Si cela ne fonctionne pas pour les Red Devils, qui peuvent pourtant capitaliser sur une abondante communauté de fans ainsi que sur de réguliers transferts-événements, il y a aucune chance que cela marche pour les autres. Car le marché du football, tout milliardaire qu’il soit, compte finalement peu d’exposants majeurs. Chaque année, le site Totalsportek dresse les charts des ventes de répliques, et seuls les six premières institutions, de véritables marques à l’internationale, franchissent le million. A la douzième place, le champion d’Angleterre Leicester City n’en est qu’à 350 000.

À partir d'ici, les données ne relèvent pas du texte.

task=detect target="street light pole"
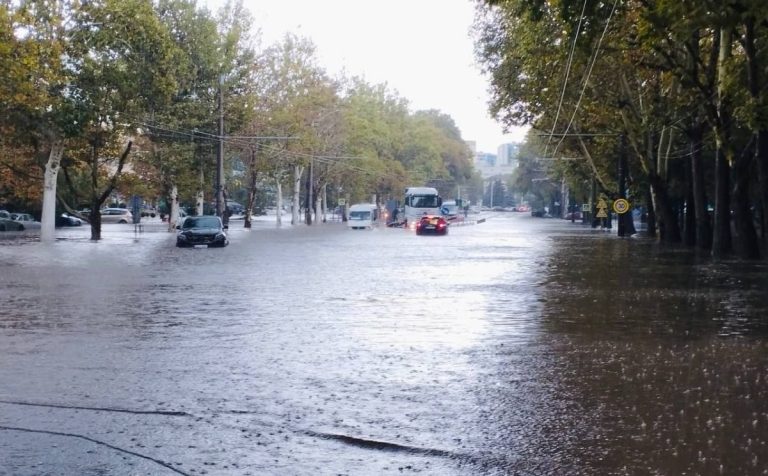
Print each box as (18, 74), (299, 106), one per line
(216, 76), (226, 223)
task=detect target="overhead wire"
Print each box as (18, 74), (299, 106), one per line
(544, 0), (587, 156)
(551, 0), (619, 156)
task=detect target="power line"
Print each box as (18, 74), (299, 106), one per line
(544, 0), (587, 158)
(552, 0), (619, 155)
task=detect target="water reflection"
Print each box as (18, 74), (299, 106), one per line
(0, 215), (768, 475)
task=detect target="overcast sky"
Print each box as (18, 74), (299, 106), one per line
(203, 0), (523, 153)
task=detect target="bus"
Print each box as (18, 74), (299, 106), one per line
(402, 187), (443, 227)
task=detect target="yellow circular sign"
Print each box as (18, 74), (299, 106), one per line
(613, 198), (629, 215)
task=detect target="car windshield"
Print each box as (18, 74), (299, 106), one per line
(411, 195), (438, 208)
(183, 216), (220, 229)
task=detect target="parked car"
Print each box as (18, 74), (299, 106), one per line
(0, 210), (24, 231)
(416, 215), (448, 235)
(176, 207), (189, 228)
(11, 213), (40, 230)
(100, 208), (133, 223)
(56, 213), (85, 227)
(176, 215), (229, 247)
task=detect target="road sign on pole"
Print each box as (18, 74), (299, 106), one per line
(613, 198), (629, 215)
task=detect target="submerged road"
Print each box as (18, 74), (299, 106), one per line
(0, 213), (768, 476)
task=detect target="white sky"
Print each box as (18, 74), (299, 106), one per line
(202, 0), (525, 153)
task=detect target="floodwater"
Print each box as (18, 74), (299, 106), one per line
(0, 213), (768, 476)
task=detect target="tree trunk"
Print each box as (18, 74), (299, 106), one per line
(89, 144), (101, 241)
(689, 119), (712, 250)
(744, 15), (768, 242)
(291, 165), (304, 225)
(40, 138), (64, 242)
(243, 150), (256, 230)
(712, 28), (733, 258)
(168, 185), (179, 231)
(755, 129), (768, 242)
(275, 177), (283, 226)
(733, 154), (760, 259)
(648, 173), (681, 243)
(645, 185), (658, 237)
(683, 156), (696, 248)
(195, 162), (205, 215)
(712, 144), (731, 258)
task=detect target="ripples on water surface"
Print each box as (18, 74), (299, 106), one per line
(0, 215), (768, 475)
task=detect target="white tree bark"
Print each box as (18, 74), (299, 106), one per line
(40, 139), (64, 242)
(291, 165), (304, 225)
(321, 183), (328, 223)
(275, 178), (283, 226)
(195, 166), (205, 215)
(168, 185), (179, 231)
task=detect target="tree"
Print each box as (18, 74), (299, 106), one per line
(67, 0), (175, 240)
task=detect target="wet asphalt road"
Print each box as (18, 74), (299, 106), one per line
(0, 214), (768, 475)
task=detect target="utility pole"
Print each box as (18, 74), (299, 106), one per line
(618, 134), (637, 236)
(216, 76), (228, 224)
(304, 159), (315, 225)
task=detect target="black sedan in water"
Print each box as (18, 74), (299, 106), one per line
(176, 215), (229, 247)
(416, 215), (448, 235)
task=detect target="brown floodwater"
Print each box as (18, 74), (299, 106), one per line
(0, 217), (768, 476)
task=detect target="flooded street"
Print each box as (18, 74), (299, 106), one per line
(0, 213), (768, 476)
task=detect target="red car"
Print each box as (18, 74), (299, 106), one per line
(416, 215), (448, 235)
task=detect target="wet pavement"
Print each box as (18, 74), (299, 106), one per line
(0, 217), (768, 476)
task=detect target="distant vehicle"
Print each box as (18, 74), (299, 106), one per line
(176, 215), (229, 248)
(400, 187), (443, 226)
(175, 207), (189, 228)
(99, 208), (133, 223)
(347, 203), (379, 230)
(440, 200), (461, 220)
(416, 215), (448, 235)
(11, 213), (40, 230)
(227, 200), (244, 215)
(0, 210), (24, 231)
(56, 213), (84, 227)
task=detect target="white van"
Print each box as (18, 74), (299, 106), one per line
(347, 203), (379, 230)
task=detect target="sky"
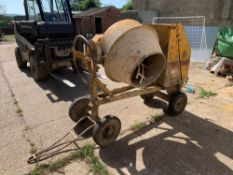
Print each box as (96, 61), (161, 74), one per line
(0, 0), (127, 14)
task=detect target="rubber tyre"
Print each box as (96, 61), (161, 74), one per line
(69, 96), (91, 122)
(92, 115), (121, 147)
(140, 94), (154, 101)
(15, 47), (27, 69)
(30, 55), (48, 81)
(165, 92), (188, 116)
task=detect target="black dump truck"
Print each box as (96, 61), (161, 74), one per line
(15, 0), (75, 81)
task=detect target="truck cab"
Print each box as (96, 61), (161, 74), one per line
(15, 0), (75, 80)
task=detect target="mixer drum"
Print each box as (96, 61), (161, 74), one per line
(100, 20), (166, 88)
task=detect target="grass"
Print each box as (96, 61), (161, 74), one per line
(29, 145), (109, 175)
(150, 114), (163, 123)
(30, 143), (37, 154)
(225, 82), (233, 87)
(130, 122), (146, 131)
(2, 35), (15, 42)
(199, 88), (217, 98)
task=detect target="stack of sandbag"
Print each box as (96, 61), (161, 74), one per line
(207, 27), (233, 76)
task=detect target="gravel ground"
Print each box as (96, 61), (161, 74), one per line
(0, 43), (233, 175)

Une démonstration de puissance

Alors, les maillots ne pouvant amortir leurs gloutonnes opérations sur le marché des transferts, pourquoi les clubs s’acharnent-ils autant à booster leur vente? «La plus-value se situe au niveau sentimental. Le maillot, c’est l’âme du club. Son logo et ses couleurs, soit ses identifiants, agissent en déclencheur de passion pour les supporters. Aussi, ses statistiques de vente permettent de définir le niveau de commercialisation et de mondialisation des grandes équipes, juge Giancarlo Sergi, directeur de l’agence SINERGI Sports Consulting à Lausanne. En 2014, le Bayern Munich a dégagé 105 millions d’euros en merchandising, soit près de 24% de son chiffre d’affaires. C’est une démonstration de puissance.»

De son côté, Anne-Catherine Durroux rappelle que, malgré l’ascendant pris par les droits TV et ses monstrueux apports, les produits dérivés demeurent un commerce vital: «Ce sont de véritables extensions de la marque-club. Outre ses finances, ils jouent un rôle important pour l’image et la notoriété.» Il y a trois ans, c’est bien pour l’image que Chelsea, par le biais de son équipementier Adidas, a déclenché une tonitruante opération juridique à l’encontre du plus grand distributeur d’articles sportifs de Grande-Bretagne, Sports Direct. La raison? Obtenir le retrait de ses tenues des étalages bric-à-brac du magasin, qui ne correspondaient pas au standing visé par le club londonien.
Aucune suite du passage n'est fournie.